MongoMasker is a tool designed to anonymize specified fields in a MongoDB collection. It uses the faker library to generate realistic fake data, processes documents in batches for improved performance, and leverages asynchronous processing with motor for efficiency.

Features

  • Anonymizes specified fields with realistic fake data
  • Supports nested fields and fields within objects in arrays
  • Processes documents in batches for better performance
  • Uses asynchronous processing for efficiency
  • Allows warnings for missing fields or unsupported structures

Requirements

  • Python 3.6+
  • motor library
  • pymongo library
  • faker library
  • typer library

Installation

Install the required libraries using pip:

poetry install

Usage

Command-Line Example To anonymize fields in a MongoDB collection, run the following command:

mongomasker \
    "mongodb://your_username:your_password@your_host:your_port" \
    source_database \
    source_collection \
    target_database \
    target_collection \
    fields_to_anonymize.json \
    --batch-size 100 \
    --show-warnings

Arguments

  • mongo_uri: MongoDB connection URI (e.g., "mongodb://localhost:27017")
  • source_db: Name of the source database
  • source_collection: Name of the source collection
  • target_db: Name of the target database
  • target_collection: Name of the target collection
  • fields_to_anonymize_file: Path to the JSON file specifying the fields to anonymize
  • --batch-size: (Optional) Number of documents to process in each batch (default: 100)
  • --show-warnings: (Optional) Show warnings for missing fields or unsupported structures Example fields_to_anonymize.json Create a JSON file specifying the fields to anonymize and their corresponding data types. For example:
{
    "name": "name",
    "email": "email",
    "address.street": "address",
    "address.city": "city",
    "address.zipcode": "zipcode",
    "user.stateCode": "statecode",
    "user.lastname": "lastname",
    "user.fullname": "lastnamefirstname",
    "createdAt": "date",
    "updatedAt": "datestr",
    "order.id": "id"
}

Explanation of Transformations

The fields_to_anonymize.json file maps field names to the type of fake data to generate. Below are examples of transformations for various data types:

Field Name Data Type Example Transformation
name name "John" → "Alice"
email email "john.doe@example.com" → "alice@example.com"
address.street address "123 Main St" → "456 Elm St"
address.city city "New York" → "Los Angeles"
address.zipcode zipcode "10001" → "90210"
user.stateCode statecode "NY" → "CA"
user.lastname lastname "Doe" → "Smith"
user.fullname lastnamefirstname "Doe, John" → "Smith, Alice"
createdAt date "2023-01-01" → "2025-03-22"
updatedAt datestr "2023-01-01" → "2025-03-22"
order.id id "1234567890" → "9876543210"

Sample Workflow Prepare the fields_to_anonymize.json file: Create a JSON file specifying the fields to anonymize and their corresponding data types.

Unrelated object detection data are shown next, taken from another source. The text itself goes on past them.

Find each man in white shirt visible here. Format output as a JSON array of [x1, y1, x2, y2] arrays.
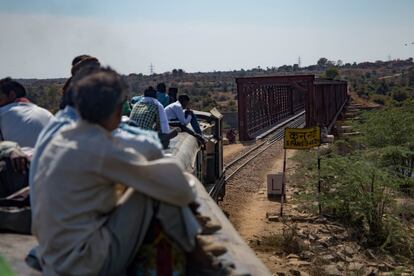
[[129, 86, 170, 134], [32, 67, 198, 275], [0, 78, 53, 147], [165, 95, 202, 137]]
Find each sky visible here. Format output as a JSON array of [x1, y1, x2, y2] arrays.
[[0, 0, 414, 78]]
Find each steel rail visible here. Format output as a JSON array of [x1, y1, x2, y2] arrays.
[[225, 115, 305, 181]]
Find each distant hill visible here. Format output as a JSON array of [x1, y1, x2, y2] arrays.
[[19, 58, 414, 112]]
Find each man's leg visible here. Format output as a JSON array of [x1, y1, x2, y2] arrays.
[[101, 188, 153, 275]]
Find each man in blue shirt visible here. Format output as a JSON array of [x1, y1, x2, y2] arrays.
[[157, 82, 170, 107]]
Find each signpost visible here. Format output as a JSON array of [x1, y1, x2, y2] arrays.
[[280, 127, 321, 217]]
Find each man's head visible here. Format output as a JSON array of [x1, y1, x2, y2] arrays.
[[157, 82, 167, 93], [71, 57, 101, 76], [0, 77, 26, 106], [59, 55, 101, 109], [73, 68, 127, 131], [144, 86, 157, 99], [178, 95, 190, 109], [72, 55, 91, 66]]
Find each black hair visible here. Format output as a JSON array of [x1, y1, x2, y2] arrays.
[[71, 68, 127, 123], [59, 63, 101, 109], [70, 57, 101, 76], [0, 77, 26, 98], [144, 86, 157, 99], [72, 55, 91, 66], [157, 82, 167, 93], [178, 95, 190, 103]]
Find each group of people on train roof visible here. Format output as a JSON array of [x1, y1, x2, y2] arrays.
[[0, 55, 225, 275]]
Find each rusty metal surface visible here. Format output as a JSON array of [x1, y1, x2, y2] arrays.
[[236, 75, 348, 141], [236, 75, 314, 141], [305, 79, 348, 127]]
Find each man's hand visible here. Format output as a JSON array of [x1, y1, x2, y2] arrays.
[[10, 150, 28, 173]]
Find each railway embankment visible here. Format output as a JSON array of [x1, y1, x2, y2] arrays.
[[221, 98, 414, 275]]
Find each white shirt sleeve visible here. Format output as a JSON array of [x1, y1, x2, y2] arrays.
[[172, 104, 191, 126], [157, 101, 170, 134]]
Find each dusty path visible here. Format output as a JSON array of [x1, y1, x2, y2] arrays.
[[223, 143, 246, 163], [220, 143, 291, 235]]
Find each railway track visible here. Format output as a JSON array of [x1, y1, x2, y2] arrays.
[[224, 114, 305, 181]]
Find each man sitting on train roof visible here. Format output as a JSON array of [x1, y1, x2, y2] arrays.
[[165, 95, 204, 143], [32, 69, 198, 275], [129, 86, 177, 148], [0, 78, 53, 147], [156, 82, 170, 107], [29, 55, 162, 206]]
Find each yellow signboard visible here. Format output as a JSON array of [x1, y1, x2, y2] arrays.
[[284, 127, 321, 149]]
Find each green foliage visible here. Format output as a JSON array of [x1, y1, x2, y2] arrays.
[[360, 104, 414, 147], [262, 223, 307, 254], [321, 156, 396, 245], [0, 256, 15, 276], [296, 105, 414, 262], [325, 67, 339, 80]]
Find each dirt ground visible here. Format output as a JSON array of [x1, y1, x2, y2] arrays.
[[223, 143, 246, 163], [220, 143, 414, 276]]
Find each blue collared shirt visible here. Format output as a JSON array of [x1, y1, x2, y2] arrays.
[[29, 106, 162, 205]]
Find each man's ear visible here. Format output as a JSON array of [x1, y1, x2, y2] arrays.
[[9, 90, 17, 102]]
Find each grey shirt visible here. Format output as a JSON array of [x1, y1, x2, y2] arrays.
[[32, 121, 195, 275]]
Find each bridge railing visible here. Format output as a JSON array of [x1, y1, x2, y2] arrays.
[[236, 75, 348, 141], [305, 79, 348, 131], [236, 75, 314, 141]]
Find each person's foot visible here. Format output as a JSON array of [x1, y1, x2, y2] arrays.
[[197, 236, 227, 257]]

Run the MongoMasker CLI: Use the command-line tool to anonymize the data in the source collection and copy it to the target collection.

Verify the Results: Check the target collection to ensure the data has been anonymized as expected.

Example

Input Document (Source Collection)

{
    "_id": "12345",
    "name": "John Doe",
    "email": "john.doe@example.com",
    "address": {
        "street": "123 Main St",
        "city": "New York",
        "zipcode": "10001"
    },
    "user": {
        "stateCode": "NY",
        "lastname": "Doe",
        "fullname": "Doe, John"
    },
    "createdAt": "2023-01-01",
    "updatedAt": "2023-01-02",
    "order": {
        "id": "1234567890"
    }
}

Output Document (Target Collection)

{
    "_id": "12345",
    "name": "Alice Smith",
    "email": "alice@example.com",
    "address": {
        "street": "456 Elm St",
        "city": "Los Angeles",
        "zipcode": "90210"
    },
    "user": {
        "stateCode": "CA",
        "lastname": "Smith",
        "fullname": "Smith, Alice"
    },
    "createdAt": "2025-03-22",
    "updatedAt": "2025-03-22",
    "order": {
        "id": "9876543210"
    }
}

License

This project is licensed under the MIT License. See the LICENSE file for details.

Project details


Download files

Download the file for your platform. If you're not sure which to choose, learn more about installing packages.

Source Distribution

mongomasker_cli-0.5.1.tar.gz (4.2 kB view details)

Uploaded Source

Built Distribution

If you're not sure about the file name format, learn more about wheel file names.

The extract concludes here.